I want to use spark to read a large (51GB) XML file (on an external HDD) into a dataframe (using spark-xml plugin), do simple mapping / filtering, reordering it and then writing it back to disk, as a CSV file.
But I always get a java.lang.OutOfMemoryError: Java heap space
no matter how I tweak this.
I want to understand why doesn't increasing the number of partitions stop the OOM error
Shouldn't it split the task into more parts so that each individual part is smaller and doesn't cause memory problems?

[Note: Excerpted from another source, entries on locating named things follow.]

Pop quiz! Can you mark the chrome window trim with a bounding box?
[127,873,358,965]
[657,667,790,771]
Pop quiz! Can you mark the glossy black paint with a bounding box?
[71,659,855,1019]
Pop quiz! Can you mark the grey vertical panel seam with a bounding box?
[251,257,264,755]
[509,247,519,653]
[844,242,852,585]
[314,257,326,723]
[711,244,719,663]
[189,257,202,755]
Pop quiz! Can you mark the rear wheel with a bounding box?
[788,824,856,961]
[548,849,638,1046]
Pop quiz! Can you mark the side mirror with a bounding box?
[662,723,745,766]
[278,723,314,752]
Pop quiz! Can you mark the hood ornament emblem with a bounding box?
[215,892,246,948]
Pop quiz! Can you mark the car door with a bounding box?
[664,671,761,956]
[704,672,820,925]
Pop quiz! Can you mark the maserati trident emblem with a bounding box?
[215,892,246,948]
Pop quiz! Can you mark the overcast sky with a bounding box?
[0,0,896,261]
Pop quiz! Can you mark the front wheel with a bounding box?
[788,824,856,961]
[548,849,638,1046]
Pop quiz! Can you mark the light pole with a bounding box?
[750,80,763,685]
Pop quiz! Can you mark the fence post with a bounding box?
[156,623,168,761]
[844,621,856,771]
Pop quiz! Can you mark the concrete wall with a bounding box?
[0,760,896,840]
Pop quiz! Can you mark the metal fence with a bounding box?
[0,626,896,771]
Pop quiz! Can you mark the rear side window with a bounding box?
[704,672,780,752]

(Spark can't possibly be trying to stuff everything in memory and crashing if it doesn't fit, right??)
Things I've tried:
- repartitioning/coalescing to (5,000 and 10,000 partitions) the dataframe when reading and when writing (initial value is 1,604)
- using a smaller number of executors (6, 4, even with 2 executors I get OOM error!)
- decrease the size of split files (default looks like it's 33MB)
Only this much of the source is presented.